Bayesian Network Webserver

BNW Help: Table of Contents

Introduction
Structure learning overview
Structure learning settings and the structural constraint interface
Parameter learning and using models to make predictions
Details of structure learning methods
Formatting files for BNW
Downloadable structure learning package
Recent updates to BNW

1. Introduction to BNW

Use of the Bayesian network webserver (BNW) can be broken up into two main parts: learning the structure of a network model and using the model to make predictions about the interactions between the variables in the model. Both of these steps are more fully described later in this help file. However, users may also want to start using BNW by following this tutorial for network modeling of a dataset containing 8 variables which is available here.

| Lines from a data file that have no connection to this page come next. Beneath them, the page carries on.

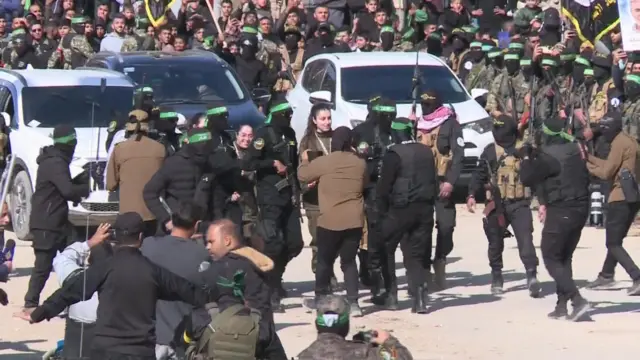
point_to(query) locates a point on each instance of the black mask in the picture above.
(291, 42)
(512, 66)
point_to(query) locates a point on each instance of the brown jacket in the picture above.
(341, 178)
(623, 154)
(131, 165)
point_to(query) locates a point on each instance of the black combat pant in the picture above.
(518, 214)
(282, 238)
(620, 216)
(73, 339)
(46, 245)
(445, 223)
(412, 228)
(332, 243)
(560, 236)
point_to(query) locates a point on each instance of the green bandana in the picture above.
(200, 137)
(395, 125)
(383, 108)
(65, 139)
(217, 111)
(562, 134)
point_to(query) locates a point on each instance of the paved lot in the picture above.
(466, 321)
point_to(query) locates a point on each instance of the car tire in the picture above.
(20, 205)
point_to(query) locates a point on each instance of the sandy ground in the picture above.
(466, 322)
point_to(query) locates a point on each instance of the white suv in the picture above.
(349, 80)
(32, 103)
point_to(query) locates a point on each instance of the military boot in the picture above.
(440, 274)
(533, 284)
(420, 300)
(365, 279)
(497, 282)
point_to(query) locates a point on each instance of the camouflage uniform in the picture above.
(334, 346)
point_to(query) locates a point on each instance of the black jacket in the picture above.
(176, 181)
(128, 285)
(49, 208)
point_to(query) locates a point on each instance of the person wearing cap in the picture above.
(439, 129)
(179, 177)
(340, 178)
(74, 48)
(49, 207)
(508, 203)
(132, 164)
(129, 285)
(273, 155)
(371, 139)
(332, 323)
(407, 191)
(558, 168)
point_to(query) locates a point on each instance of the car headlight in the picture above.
(355, 123)
(480, 126)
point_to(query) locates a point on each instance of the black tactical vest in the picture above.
(416, 181)
(572, 183)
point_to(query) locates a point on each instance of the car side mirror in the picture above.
(260, 95)
(7, 119)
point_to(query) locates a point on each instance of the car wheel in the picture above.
(20, 205)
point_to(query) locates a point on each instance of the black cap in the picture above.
(127, 225)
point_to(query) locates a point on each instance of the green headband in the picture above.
(65, 139)
(200, 137)
(633, 78)
(217, 111)
(561, 134)
(249, 30)
(583, 61)
(168, 115)
(548, 62)
(383, 108)
(395, 125)
(342, 319)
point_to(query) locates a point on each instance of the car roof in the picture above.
(51, 77)
(147, 57)
(378, 58)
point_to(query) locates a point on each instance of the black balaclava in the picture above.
(512, 63)
(429, 102)
(401, 130)
(611, 125)
(632, 86)
(382, 112)
(505, 132)
(579, 65)
(280, 113)
(65, 140)
(217, 119)
(249, 47)
(341, 139)
(199, 145)
(387, 36)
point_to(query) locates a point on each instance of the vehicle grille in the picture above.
(100, 207)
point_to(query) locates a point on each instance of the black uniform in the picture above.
(406, 194)
(279, 209)
(49, 208)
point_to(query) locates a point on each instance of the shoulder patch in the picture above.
(258, 143)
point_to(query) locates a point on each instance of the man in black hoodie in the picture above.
(49, 208)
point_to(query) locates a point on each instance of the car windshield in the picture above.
(186, 84)
(73, 105)
(359, 84)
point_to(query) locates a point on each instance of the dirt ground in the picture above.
(465, 322)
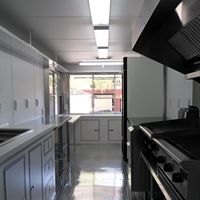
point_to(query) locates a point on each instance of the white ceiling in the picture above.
(66, 25)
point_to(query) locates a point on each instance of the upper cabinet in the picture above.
(23, 89)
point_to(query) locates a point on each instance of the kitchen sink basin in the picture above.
(8, 135)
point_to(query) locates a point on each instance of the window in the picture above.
(95, 93)
(53, 92)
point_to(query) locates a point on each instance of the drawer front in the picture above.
(50, 189)
(49, 168)
(48, 145)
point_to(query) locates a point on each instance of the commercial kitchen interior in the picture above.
(82, 83)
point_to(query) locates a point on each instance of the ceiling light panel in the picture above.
(100, 63)
(102, 52)
(101, 36)
(100, 11)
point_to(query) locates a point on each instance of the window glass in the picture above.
(96, 93)
(81, 93)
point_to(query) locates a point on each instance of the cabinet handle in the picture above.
(33, 186)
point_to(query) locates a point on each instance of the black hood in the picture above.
(170, 39)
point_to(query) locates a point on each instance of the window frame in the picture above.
(115, 74)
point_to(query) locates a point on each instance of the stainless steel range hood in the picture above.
(172, 35)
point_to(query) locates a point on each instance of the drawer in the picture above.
(50, 189)
(49, 168)
(48, 145)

2. Overview of structure learning in BNW

The first step in Bayesian network modeling of a dataset is identifying the network structure. In BNW, users can either upload a known network structure or learn the network structure that best explains the data. Structure learning from a dataset identifies which directed edges between network variables (nodes) should be included in the network to represent the conditional dependencies observed in the data. The structure learning method implemented in BNW can be used to learn the network structures of discrete, continuous, and hybrid (i.e., datasets containing both hybrid and continuous variables) datasets. After uploading a text file containing a dataset, users can either immediately perform structure learning using default settings or add or modify structural constraints that can improve the performance of structure learning. By default, BNW limits the maximum number of parents for each node in the network to 4 and presents only the highest scoring network structure (i.e., no model averaging is performed). The structure learning method is more fully described later in this help file.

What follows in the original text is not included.